En Rutamotor hemos destacado en diversas ocasiones la importancia de los lubricantes para el correcto funcionamiento de un vehículo. Este componente es esencial no solo para optimizar el rendimiento del motor, sino también para prolongar su vida útil. Actualmente, el mercado ofrece una gran variedad de opciones, lo que puede llevar a algunos usuarios a elegir un lubricante inadecuado, ya sea por desconocimiento o falta de información. Evitar este error es clave, ya que el lubricante cumple funciones fundamentales: reduce la fricción entre las piezas móviles, regula la temperatura del motor y mantiene limpio su interior. Sin embargo, no todos los aceites son iguales, y usar el incorrecto puede tener consecuencias graves tanto en el desempeño como en la durabilidad del vehículo. Por eso, junto a Vistony, elaboramos un listado con las principales consecuencias de una mala elección.

Posibles consecuencias de utilizar un lubricante incorrecto
1. Aumento de fricción y desgaste de las piezas internas
Cuando el lubricante no tiene la viscosidad ni los aditivos adecuados, no consigue generar la protección necesaria entre las partes móviles del motor. Esto deja vulnerables a componentes clave como el cigüeñal, los pistones o los árboles de levas, aumentando el contacto directo entre metales y acelerando su desgaste. Con el tiempo, esta fricción excesiva puede derivar en daños importantes y reparaciones costosas.
2. Aumento de la temperatura del motor
El uso de un aceite incorrecto también puede provocar un alza en la temperatura del motor, ya que no logra disipar el calor de forma eficiente. Un motor que trabaja a temperaturas más altas está más expuesto a daños y reduce su eficiencia general.
3. Pérdida de rendimiento y mayor consumo de combustible
Un lubricante inadecuado puede generar mayor resistencia al movimiento interno, obligando al motor a esforzarse más para alcanzar el mismo nivel de rendimiento. Esto se traduce en un consumo de combustible más elevado y una menor eficiencia energética.

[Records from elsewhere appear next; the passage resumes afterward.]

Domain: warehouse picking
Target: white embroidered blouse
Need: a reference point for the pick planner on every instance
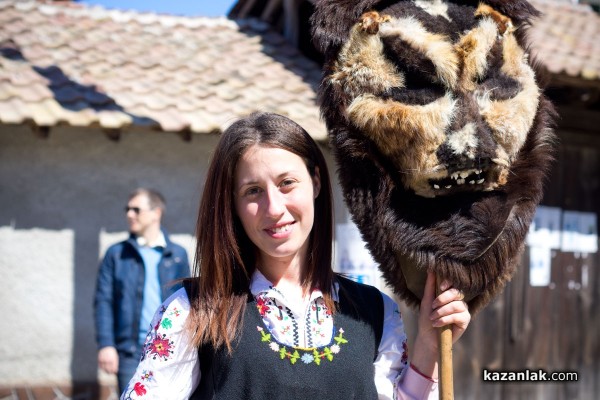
(169, 368)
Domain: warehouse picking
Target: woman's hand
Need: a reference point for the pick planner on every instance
(448, 308)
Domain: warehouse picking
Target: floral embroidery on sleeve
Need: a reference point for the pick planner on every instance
(165, 354)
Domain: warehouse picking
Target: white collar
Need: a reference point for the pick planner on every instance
(260, 284)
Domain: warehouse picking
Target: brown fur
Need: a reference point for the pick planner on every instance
(417, 99)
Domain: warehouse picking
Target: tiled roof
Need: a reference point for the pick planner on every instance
(87, 66)
(567, 39)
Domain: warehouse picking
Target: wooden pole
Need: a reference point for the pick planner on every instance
(445, 370)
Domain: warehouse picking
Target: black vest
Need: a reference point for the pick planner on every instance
(256, 370)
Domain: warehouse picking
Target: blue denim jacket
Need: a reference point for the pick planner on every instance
(119, 289)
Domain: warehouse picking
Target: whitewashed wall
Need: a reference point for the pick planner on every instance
(61, 205)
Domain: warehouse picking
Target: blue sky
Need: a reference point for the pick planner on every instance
(207, 8)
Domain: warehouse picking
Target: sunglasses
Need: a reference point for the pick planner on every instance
(136, 210)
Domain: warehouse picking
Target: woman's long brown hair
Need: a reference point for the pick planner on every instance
(225, 258)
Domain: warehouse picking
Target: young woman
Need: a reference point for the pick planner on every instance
(266, 317)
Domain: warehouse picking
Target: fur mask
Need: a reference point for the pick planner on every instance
(441, 135)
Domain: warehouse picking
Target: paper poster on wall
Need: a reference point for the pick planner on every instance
(544, 230)
(579, 232)
(540, 261)
(352, 256)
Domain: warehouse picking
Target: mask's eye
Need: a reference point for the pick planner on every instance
(420, 80)
(496, 84)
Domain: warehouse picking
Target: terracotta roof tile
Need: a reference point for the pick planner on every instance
(88, 66)
(565, 38)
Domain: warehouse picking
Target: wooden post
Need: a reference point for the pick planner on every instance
(445, 369)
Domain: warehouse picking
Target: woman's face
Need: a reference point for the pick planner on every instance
(274, 199)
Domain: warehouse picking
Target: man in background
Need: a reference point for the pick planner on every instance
(134, 278)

4. Formación de residuos y depósitos
El aceite incorrecto puede generar depósitos o residuos que obstruyen conductos y ensucian componentes internos. Esta acumulación no solo afecta el rendimiento, sino que también puede causar fallas mecánicas graves con el paso del tiempo.
¿Cómo evitar estos problemas?
- Consulta el manual del fabricante: Allí se indica exactamente qué tipo de aceite necesita tu motor, incluyendo la viscosidad, el tipo (mineral, sintético o semisintético) y las normas que debe cumplir.
- Usa lubricantes certificados: Elige aceites que cuenten con certificaciones reconocidas como API (Instituto Americano del Petróleo) y ACEA (Asociación Europea de Constructores de Automóviles), lo que garantiza calidad y compatibilidad.
- Realiza cambios de aceite en los intervalos recomendados: No extender los periodos de cambio más allá de lo que indica el fabricante es clave para mantener el motor en buen estado.